Certaines formulations autrement inoffensives peuvent aussi devenir négatives ou même faire peur pendant un accouchement. Dans cet article, une doula de Vancouver illustre que d'utiliser des négations lorsqu'on parle à une femme en travail peut nuire, même si nos intentions sont bonnes. Utiliser des phrases comme «N'aie pas peur, tu n'est pas en danger» peut venir titiller une femme en travail et elle n'entendra peut-être que les mots peur et danger, et pourrait commencer à se questionner. On pourrait remplacer la phrase précédente par: «Tu fais du bon travail, tout va bien, bravo».

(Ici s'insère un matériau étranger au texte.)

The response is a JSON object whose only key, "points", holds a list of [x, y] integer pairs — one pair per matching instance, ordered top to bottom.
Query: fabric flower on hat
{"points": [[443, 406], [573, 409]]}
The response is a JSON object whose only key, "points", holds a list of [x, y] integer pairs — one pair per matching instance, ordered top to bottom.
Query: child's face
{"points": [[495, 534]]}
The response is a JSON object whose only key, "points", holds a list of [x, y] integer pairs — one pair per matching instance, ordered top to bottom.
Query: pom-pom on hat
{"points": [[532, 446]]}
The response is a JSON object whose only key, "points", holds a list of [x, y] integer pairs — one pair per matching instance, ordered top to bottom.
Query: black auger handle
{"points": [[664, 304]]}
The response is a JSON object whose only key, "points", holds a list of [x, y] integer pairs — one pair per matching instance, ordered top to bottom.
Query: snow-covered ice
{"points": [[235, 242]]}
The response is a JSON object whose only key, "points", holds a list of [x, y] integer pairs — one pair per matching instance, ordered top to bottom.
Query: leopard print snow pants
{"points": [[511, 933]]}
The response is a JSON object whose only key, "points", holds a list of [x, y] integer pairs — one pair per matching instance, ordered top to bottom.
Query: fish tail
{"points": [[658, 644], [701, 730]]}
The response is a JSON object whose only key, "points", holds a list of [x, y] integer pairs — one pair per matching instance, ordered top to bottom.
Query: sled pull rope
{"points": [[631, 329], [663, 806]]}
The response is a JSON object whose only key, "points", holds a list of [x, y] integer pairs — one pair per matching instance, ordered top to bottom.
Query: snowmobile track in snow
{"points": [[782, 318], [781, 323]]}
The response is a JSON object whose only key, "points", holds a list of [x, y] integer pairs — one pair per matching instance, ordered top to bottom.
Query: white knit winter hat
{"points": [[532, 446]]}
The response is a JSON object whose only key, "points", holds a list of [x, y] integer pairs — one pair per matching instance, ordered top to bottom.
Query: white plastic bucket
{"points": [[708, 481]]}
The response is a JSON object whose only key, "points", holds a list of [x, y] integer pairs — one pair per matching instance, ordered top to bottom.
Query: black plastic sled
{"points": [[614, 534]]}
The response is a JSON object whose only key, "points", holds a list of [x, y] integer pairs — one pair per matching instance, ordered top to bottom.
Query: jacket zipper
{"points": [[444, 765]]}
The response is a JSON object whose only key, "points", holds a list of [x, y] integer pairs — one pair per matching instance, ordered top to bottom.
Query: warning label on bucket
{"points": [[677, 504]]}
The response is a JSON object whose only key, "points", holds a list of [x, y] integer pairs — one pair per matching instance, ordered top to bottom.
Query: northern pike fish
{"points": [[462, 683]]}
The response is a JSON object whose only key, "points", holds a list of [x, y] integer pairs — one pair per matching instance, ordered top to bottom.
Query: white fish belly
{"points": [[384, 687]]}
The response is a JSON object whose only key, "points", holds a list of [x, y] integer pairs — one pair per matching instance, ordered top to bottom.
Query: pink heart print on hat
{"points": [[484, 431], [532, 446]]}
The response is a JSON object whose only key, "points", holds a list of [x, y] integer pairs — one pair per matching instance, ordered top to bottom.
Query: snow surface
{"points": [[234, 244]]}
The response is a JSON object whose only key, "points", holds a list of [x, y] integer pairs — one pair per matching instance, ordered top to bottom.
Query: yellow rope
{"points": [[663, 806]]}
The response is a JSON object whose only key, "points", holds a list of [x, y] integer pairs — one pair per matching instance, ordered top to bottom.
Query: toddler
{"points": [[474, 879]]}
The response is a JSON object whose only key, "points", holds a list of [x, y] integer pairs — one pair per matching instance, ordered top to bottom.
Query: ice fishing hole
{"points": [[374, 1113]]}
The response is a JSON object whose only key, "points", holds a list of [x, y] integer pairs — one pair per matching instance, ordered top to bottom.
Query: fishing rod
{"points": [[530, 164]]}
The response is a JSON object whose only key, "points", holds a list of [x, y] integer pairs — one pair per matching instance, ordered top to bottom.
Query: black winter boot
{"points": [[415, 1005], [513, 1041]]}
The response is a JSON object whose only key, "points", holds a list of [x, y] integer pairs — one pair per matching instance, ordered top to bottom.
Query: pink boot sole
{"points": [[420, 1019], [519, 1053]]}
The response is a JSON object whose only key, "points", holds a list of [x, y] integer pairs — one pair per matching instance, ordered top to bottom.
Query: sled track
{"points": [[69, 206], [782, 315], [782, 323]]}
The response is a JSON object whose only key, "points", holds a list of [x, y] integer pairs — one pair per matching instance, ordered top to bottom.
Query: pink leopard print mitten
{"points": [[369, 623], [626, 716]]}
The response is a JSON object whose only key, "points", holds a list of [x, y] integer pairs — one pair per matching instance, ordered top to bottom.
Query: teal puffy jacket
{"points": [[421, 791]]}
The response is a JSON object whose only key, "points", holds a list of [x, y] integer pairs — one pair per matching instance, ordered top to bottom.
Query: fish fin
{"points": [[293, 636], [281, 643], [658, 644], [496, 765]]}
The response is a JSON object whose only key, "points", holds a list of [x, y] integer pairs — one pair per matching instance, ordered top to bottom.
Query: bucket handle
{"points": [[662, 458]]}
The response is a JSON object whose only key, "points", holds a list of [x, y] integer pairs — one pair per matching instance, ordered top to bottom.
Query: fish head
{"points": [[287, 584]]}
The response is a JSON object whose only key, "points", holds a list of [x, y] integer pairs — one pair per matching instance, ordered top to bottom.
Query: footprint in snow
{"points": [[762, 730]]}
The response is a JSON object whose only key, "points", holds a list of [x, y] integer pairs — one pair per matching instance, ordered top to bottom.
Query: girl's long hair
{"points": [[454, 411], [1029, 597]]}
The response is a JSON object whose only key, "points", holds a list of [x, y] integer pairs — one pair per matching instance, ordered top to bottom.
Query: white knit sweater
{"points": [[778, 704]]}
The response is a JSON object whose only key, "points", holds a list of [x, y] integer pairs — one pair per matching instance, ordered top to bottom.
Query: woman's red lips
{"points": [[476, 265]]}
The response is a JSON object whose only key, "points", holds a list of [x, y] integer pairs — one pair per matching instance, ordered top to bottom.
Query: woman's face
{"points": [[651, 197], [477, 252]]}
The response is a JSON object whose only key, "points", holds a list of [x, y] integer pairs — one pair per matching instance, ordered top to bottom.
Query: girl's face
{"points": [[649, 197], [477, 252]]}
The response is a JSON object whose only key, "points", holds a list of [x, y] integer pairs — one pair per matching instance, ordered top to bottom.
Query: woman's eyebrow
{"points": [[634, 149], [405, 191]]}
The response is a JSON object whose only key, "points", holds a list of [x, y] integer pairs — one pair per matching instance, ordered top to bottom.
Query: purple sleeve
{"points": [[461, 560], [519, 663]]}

L'idée ici n'est pas nécessairement de pointer des mots du doigt et de les éradiquer du langage autour de l'accouchement, mais de voir ce que les mots évoquent chez nous, et de choisir ceux avec lesquels nous sommes à l'aise. Certaines personnes aiment le mot contraction, parce que ça leur rappelle que l'utérus fait son travail, que c'est un puissant exercice qui permet à leur enfant de sortir.

En terminant, tout ce remous de mots a titillé ma fibre poétique. J'ai donc décidé d'écrire un petit poème. Et de grâce, soyez indulgents, la dernière fois que j'ai composé un poème j'avais douze ans...


Alors qu'elle entamait sa nuit,
Une sensation nouvelle au ventre est ressentie

Le jour tant attendu 
Est-t-il enfin venu?

S'efforçant de les ignorer elle va se recoucher
Mais les vagues sont de plus en plus rapprochées

Elle chante, marche, et se balance,
L'on croirait qu'elle est en transe

Cet enfant ardemment désiré
Se révélera sans tarder au monde entier

Les précipitations se font plus intenses
Bientôt arrivera le terme de cette danse

Mais pour permettre à son bébé d'arriver
Elle devra apprendre à se laisser aller

À chaque onde, profondément elle inspire
Et sent le passage doucement s'ouvrir

Soudain une nouvelle intensité
Proclame le moment de pousser

Un dernier élan, une dernière pression
Et paraît enfin son nourrisson

Jamais elle n'oubliera le moment
Où pour la première fois elle posa les yeux sur son enfant

Par un beau matin d'été
Un nouveau-né nous a gratifiés de son arrivée

On ris, on chante, on pleure, on crie
C'est le miracle de la vie!

Voilà pour aujourd'hui! J'espère que vous avez apprécié mon petit spécial vocabulaire ainsi que mon poème!

À la prochaine!

Sources
CASSIDY, Tina, BIRTH- The surprising history of how we are born, Grove Press, New York, 2006, 312 pages. 
GASKIN, Ina May, Spiritual Midwifery, Book Publishing co., 2002, 480 pages.